Mon père me dit : « Lorsqu’elle
l’a eu dit, je crois que je me suis souvenu. Ça m’a rappelé quelque chose mais
vaguement. Et puis je me souviens d’une autre fois aussi, où elle avait dû
subir un lavage d’estomac. Ça te dit quelque chose ? »
Non ça ne me dit rien. C’est
impressionnant. J’ai dû savoir quand même !
On s’interroge alors à
propos de nos trous de mémoire respectifs.
Il me dit : « Quand
même tu te rappelle quand elle avait fait cette fugue en Hollande, elle était
très jeune encore, nous étions parti la récupérer à un festival de musique je
ne sais plus où, tu m’avais accompagné, nous l’avions retrouvé presque
miraculeusement dans toute cette foule, nous l’avions ramenée mais ça n’avait
servi à rien, elle était repartie deux jours après, de toute façon on ne
pouvait pas la garder sous clef ».
Mais non, ça non plus ça ne
me dit rien.
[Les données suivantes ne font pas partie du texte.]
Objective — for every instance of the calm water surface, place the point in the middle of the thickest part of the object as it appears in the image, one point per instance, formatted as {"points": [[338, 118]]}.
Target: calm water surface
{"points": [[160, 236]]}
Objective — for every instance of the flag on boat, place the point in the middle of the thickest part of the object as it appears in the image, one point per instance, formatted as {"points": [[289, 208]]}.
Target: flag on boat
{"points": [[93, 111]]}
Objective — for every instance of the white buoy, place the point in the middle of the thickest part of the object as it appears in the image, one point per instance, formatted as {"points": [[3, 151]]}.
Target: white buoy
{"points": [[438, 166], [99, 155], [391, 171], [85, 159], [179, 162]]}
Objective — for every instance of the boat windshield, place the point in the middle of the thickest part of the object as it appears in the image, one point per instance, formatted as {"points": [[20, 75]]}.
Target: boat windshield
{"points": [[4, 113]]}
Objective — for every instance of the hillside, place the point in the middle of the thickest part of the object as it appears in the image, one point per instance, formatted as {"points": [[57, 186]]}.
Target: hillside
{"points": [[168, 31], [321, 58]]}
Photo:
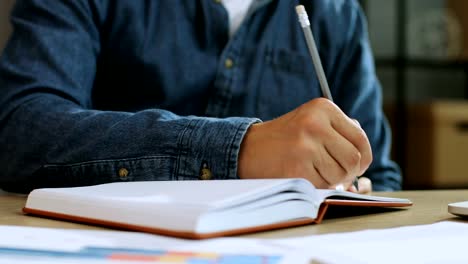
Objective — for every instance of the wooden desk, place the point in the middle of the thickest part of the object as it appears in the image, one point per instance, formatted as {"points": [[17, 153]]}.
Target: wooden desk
{"points": [[429, 207]]}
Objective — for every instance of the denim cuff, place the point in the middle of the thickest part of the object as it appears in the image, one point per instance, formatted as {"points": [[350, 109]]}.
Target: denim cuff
{"points": [[211, 145]]}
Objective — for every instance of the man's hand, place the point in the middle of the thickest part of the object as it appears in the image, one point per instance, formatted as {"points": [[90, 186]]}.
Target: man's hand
{"points": [[316, 141], [365, 186]]}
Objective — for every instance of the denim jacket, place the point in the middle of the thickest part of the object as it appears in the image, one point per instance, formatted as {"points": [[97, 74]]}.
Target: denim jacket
{"points": [[96, 91]]}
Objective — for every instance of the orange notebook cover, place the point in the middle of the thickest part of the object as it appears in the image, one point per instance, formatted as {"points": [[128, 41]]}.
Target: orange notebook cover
{"points": [[197, 209]]}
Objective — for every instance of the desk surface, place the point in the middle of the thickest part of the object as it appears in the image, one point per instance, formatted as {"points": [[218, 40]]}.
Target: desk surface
{"points": [[429, 207]]}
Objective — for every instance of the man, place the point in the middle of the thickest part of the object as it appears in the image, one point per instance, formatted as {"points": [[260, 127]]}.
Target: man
{"points": [[95, 91]]}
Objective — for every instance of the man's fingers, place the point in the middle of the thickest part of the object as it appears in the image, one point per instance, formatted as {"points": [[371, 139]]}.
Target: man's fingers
{"points": [[345, 153], [352, 131], [328, 167]]}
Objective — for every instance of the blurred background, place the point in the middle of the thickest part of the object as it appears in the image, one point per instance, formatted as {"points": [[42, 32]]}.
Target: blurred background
{"points": [[421, 55]]}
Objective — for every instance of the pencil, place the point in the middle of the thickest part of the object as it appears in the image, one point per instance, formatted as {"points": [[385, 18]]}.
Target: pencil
{"points": [[305, 24]]}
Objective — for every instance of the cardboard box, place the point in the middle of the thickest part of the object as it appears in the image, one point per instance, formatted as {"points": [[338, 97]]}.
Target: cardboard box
{"points": [[459, 9], [437, 145]]}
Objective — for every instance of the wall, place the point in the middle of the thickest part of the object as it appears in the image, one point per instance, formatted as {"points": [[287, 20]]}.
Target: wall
{"points": [[423, 83]]}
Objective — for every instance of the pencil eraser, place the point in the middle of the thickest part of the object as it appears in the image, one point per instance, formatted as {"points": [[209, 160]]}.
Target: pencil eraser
{"points": [[300, 9]]}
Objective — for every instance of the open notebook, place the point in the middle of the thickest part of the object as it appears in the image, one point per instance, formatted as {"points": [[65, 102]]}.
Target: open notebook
{"points": [[197, 209]]}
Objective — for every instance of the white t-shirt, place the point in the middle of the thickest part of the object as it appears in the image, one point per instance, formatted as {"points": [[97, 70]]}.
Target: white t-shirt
{"points": [[237, 10]]}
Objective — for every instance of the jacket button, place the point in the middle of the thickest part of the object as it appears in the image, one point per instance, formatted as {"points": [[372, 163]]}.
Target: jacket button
{"points": [[123, 173], [228, 63], [205, 173]]}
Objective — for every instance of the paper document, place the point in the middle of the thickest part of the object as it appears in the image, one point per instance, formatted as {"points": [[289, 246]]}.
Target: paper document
{"points": [[444, 242], [43, 245]]}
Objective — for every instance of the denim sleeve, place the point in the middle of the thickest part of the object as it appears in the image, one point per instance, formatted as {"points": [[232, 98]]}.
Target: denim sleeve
{"points": [[359, 95], [50, 136]]}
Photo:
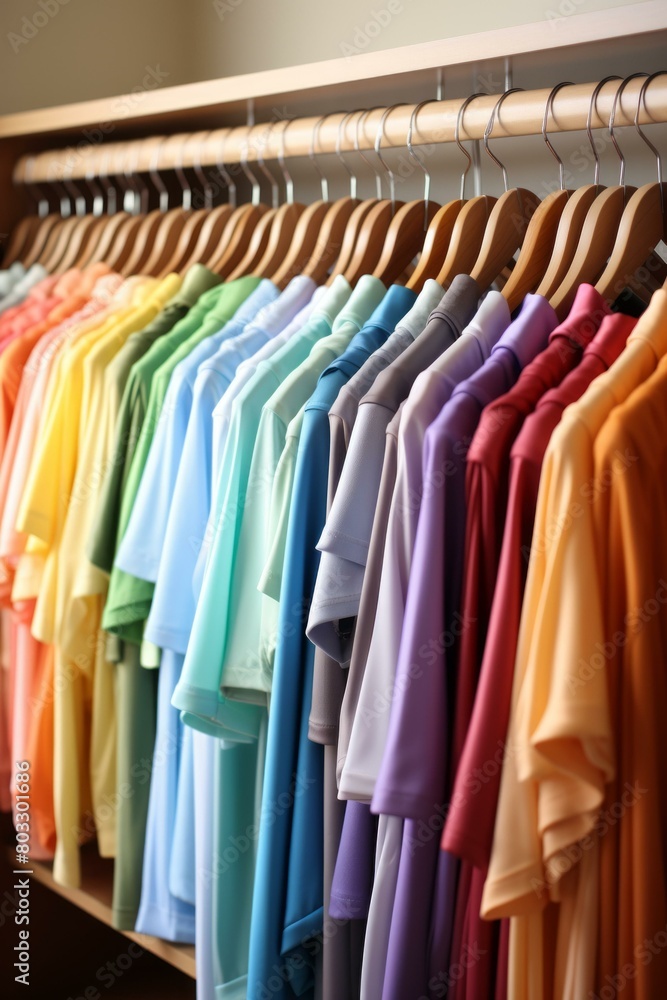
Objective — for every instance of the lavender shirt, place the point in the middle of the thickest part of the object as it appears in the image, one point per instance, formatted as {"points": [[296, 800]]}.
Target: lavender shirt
{"points": [[413, 777]]}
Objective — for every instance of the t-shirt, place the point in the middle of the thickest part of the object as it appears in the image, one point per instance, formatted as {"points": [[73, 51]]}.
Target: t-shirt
{"points": [[487, 474], [346, 538], [421, 704], [328, 678], [431, 390], [558, 805], [198, 691], [468, 832], [245, 674], [44, 512], [102, 544], [173, 606], [288, 912], [130, 594], [161, 912]]}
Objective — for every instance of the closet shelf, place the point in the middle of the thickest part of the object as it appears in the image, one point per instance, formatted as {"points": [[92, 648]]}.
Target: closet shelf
{"points": [[94, 897], [207, 102]]}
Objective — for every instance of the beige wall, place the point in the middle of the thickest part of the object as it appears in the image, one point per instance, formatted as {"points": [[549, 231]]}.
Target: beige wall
{"points": [[90, 48], [83, 49]]}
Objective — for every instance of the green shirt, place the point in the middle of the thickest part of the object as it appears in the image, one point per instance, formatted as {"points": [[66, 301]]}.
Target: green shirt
{"points": [[246, 675], [198, 692], [127, 592], [104, 535]]}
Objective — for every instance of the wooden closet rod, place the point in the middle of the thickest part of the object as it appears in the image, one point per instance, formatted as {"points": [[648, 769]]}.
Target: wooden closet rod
{"points": [[521, 114]]}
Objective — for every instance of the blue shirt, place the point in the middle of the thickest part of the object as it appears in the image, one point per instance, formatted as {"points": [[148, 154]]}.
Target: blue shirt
{"points": [[287, 902]]}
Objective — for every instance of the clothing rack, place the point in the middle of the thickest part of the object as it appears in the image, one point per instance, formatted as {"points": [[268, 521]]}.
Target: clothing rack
{"points": [[522, 114]]}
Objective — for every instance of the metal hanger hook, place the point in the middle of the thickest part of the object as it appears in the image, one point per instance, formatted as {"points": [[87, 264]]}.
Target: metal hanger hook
{"points": [[457, 131], [98, 194], [275, 190], [378, 178], [186, 187], [489, 129], [226, 176], [654, 150], [339, 140], [157, 180], [417, 159], [256, 190], [378, 143], [589, 130], [43, 204], [548, 109], [207, 187], [612, 117], [289, 183], [109, 189], [324, 183]]}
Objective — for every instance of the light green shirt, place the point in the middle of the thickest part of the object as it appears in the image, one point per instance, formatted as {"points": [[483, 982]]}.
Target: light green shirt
{"points": [[198, 691]]}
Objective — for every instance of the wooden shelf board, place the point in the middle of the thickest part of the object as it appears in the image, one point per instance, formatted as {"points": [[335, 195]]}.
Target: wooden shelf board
{"points": [[173, 106], [94, 897]]}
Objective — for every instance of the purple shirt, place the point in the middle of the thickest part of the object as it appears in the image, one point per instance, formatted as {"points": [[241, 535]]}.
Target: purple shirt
{"points": [[413, 778]]}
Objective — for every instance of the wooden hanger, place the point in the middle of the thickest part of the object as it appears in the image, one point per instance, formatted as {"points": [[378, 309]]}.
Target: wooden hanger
{"points": [[643, 223], [211, 233], [537, 249], [339, 220], [22, 238], [237, 234], [508, 221], [443, 225], [318, 234], [29, 236], [364, 236], [600, 227], [407, 229], [100, 247], [574, 215]]}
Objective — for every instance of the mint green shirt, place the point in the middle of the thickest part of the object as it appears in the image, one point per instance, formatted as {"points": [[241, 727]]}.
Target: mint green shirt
{"points": [[198, 694], [219, 306], [248, 665]]}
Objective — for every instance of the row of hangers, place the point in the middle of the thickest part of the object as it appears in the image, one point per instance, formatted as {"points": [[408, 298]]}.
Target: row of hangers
{"points": [[592, 234]]}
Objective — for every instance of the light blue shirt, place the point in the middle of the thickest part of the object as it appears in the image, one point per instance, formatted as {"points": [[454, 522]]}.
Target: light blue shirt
{"points": [[140, 548]]}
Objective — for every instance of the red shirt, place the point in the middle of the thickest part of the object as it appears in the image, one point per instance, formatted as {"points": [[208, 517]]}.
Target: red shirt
{"points": [[487, 491]]}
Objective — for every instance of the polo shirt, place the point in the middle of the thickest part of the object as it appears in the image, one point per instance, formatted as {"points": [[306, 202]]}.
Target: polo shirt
{"points": [[287, 912], [198, 691], [161, 912], [561, 807], [136, 693], [45, 515], [487, 472], [468, 832], [130, 593], [346, 537], [374, 332], [423, 685], [33, 687], [80, 588], [247, 673], [9, 277], [347, 885], [431, 390], [173, 605], [102, 543], [328, 679]]}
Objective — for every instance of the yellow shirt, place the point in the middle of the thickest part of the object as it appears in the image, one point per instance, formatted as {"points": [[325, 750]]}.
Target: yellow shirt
{"points": [[44, 513], [553, 782]]}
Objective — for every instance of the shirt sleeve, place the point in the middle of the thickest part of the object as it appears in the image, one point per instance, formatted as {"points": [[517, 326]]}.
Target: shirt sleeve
{"points": [[549, 707], [173, 607]]}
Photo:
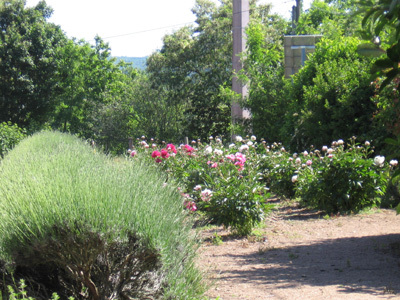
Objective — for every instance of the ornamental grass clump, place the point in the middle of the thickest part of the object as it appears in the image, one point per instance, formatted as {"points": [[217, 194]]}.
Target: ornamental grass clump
{"points": [[85, 225]]}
Et puis, si, très vaguement, maintenant qu’il me l’a dit. Je n’ai
pas vraiment d’image de notre expédition, pas le souvenir de l’histoire dans
son déroulement, je ne pourrais pas la raconter. Me remonte plutôt le sentiment
confus que j’avais accompagnant mon père, une forme de malaise, il faut bien
aller la rechercher cette petite idiote mais en même temps qu’est-ce que je
fais là à être du côté des parents, du côté de l’ordre, moi qui dans le même
temps me pique de révolution.
Nous essayons de dater. Sans
y arriver précisément. Les années de l’immédiat après 68 c’est sûr. J’habitais
encore chez les parents, c’était avant mon départ à Lyon. Elle devait donc
avoir 13 ou 14 ans pas plus.
Mon père me raconte encore
qu’après cette fugue en Hollande, il avait été la récupérer en voiture à la
frontière belge, où elle s’était faite reconduire après avoir été arrêtée suite
à un chapardage dans un magasin. Là, j’ai beau creuser, ça ne me dit rien cette
absence, ce retour. Et ma mère ? Je ne la vois pas un instant dans le
tableau. Que faisait-elle ? Que disait-elle ?
« Ah oui, Auvers sur
Oise, c’était à Auvers sur Oise, ce festival où nous l’avions récupérée ».
Le nom m’est revenu d’un
coup. Juste le nom, frais, net et incontestable.
Et mon père
d’approuver : « oui, oui, c’est ça. Auvers sur Oise, ça me revient
maintenant que tu le dis ». Le nom. Preuve que tout ça est là, dans ma
petite caboche, avec sans doute les images, les éléments du contexte mais là,
rien à faire, tout ça est solidement tenu à l’écart derrière les portes
cadenassées de la mémoire.
Je pense à mes journaux
intimes. Oh certes je ne les ai pas tenus continument très loin de là. Mais
tout de même il y a eu certainement des périodes où je les tenais pendant
lesquelles il se passait des choses importantes du côté de ma sœur. Or je crois
bien qu’il ne doit pas y en avoir la moindre trace dans mes journaux, signe de
la place ou plutôt de la non-place que tout ceci occupait dans ma vie. En
apparence ! Evidemment !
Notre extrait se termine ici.